Living diversity - but how?

How do you successfully develop a long-term strategy for a diverse and inclusive culture? The MPI for Psycholinguistics has set up a local working group to tackle this challenge

There are currently 14 local diversity groups within the Max Planck Society. One of them is the Diversity and Inclusion working group at the MPI for Psycholinguistics in Nijmegen, Holland. Initiated by Director Caroline Rowland, it began its work in January 2021. Since then, the group, consisting of 22 participants from various areas of the Institute, has been driving comprehensive cultural change – from the inside out.

Whether inclusive language on the website and publications, diversity trainings for employees or internships for people with a minority background: some of the measures from the long-term strategy that the working group developed within a year are already being implemented at the Institute. Currently, the Institute is advertising for a Diversity & Inclusion Officer to further advance the implementation of the strategy – another measure from the strategy paper.

The cooperation in the working group has already achieved a great deal – not least among the participants, who agree that they have learned a lot: about their own perspectives and those of others. Five of the members share why they are involved in the working group and what they stand for. A snapshot of the working group's views – as diverse as they are inspiring.

Caroline Rowland, Director

Everyone should have the chance to reach their full potential. But the reality is that there are barriers in society, and in science, which mean that some people can’t. One of my roles as a Max Planck Director is to remove as many of those barriers as possible, and this is why I, together with colleagues Karin and Anique, took the opportunity to initiate a D&I strategy here at the Institute. But importantly our role isn’t to lead, it’s to facilitate so that the ideas of our working group can be heard, supported and implemented. And it’s the diversity of voices in our working group, and in the Institute as a whole, that makes me really optimistic that we might actually reach our goal; to have a much more diverse Institute in ten years’ time, where everyone feels safe, secure and valued in their work. Given the supportive way that everyone has responded to the initiative, I think we’ll make it!

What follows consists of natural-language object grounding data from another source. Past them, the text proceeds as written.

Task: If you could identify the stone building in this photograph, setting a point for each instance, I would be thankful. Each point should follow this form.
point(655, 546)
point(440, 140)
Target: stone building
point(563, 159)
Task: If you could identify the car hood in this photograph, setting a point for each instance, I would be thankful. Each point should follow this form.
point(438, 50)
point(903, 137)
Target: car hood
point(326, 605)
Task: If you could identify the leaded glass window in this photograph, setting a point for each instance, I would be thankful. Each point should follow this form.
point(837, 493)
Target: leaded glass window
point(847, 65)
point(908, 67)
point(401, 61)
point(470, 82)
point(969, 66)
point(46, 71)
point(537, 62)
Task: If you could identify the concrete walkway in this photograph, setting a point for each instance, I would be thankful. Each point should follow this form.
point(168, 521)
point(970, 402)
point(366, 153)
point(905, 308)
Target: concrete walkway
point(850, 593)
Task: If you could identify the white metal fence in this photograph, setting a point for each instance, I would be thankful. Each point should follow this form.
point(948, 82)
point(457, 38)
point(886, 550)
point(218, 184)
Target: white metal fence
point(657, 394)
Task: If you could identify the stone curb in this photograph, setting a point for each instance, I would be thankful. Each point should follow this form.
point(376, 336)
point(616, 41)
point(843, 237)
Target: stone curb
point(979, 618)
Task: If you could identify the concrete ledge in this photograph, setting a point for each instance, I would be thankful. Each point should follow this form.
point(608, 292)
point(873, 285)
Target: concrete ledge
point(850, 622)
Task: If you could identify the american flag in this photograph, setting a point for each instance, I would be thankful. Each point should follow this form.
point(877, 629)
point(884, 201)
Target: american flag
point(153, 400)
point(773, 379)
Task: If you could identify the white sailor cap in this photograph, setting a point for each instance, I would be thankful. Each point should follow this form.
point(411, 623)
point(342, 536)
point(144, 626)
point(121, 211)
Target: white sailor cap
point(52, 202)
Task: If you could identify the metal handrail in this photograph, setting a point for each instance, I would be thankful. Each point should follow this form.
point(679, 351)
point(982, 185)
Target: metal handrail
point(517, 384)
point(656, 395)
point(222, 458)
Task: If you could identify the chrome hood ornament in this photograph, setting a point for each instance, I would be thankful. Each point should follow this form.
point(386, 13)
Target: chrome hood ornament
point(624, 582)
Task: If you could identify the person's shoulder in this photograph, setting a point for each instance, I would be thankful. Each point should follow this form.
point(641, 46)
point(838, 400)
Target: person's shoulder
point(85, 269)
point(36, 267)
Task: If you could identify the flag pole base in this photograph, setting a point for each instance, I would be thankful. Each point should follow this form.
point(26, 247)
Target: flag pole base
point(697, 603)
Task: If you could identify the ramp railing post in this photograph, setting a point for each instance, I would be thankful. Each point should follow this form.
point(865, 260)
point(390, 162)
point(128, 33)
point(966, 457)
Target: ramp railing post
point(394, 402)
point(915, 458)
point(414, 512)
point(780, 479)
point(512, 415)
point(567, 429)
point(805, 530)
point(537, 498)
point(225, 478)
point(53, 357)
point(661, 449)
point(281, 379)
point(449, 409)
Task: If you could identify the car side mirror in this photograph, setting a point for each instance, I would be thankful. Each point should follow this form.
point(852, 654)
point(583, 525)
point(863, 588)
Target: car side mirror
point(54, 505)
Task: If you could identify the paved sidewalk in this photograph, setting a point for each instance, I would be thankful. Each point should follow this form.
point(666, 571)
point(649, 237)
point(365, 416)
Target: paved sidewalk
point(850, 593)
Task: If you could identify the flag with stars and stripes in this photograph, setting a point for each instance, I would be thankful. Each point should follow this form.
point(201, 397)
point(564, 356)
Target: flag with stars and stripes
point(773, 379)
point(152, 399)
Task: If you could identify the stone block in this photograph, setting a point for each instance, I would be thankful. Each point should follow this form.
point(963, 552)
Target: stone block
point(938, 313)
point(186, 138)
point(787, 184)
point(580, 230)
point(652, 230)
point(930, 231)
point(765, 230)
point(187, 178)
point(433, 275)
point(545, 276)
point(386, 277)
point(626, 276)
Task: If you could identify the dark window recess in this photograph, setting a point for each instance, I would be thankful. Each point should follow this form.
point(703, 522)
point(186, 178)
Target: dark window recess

Maggie Wong, Deputy Equality Officer

One of the topics of our D&I working group is developing and implementing measures that make our Institute more diverse and inclusive for people of all genders. Gender equality is part of diversity and there’s therefore a natural interaction between the two. Our Institute has its specific gender equality plan, which is complementary to our diversity and inclusion strategy paper that also includes a specific part about gender equality. As a gender equality officer – in my first year – I focus on improving the hiring process of new members of academic and non-academic staff. We’d like to implement, for example, a checklist to make sure that gender equality is considered from day one of the hiring process.

Julia von der Fuhr, Communications Officer

The communication strategy is an essential part of our D&I strategy. We’ve started our activities by raising internal awareness within the Institute: we intend to use inclusive language, try to facilitate dialogue, and we inform people with our newsletter what we're up to. We also did a special newsletter on diversity day with lots of book suggestions, events and training exercises. We developed a logo, and we’re evaluating if we reach the goals we set. By making sure that everyone knows what we're doing and wants to get involved as well, the awareness within our Institute grows and this will translate to the outside as well.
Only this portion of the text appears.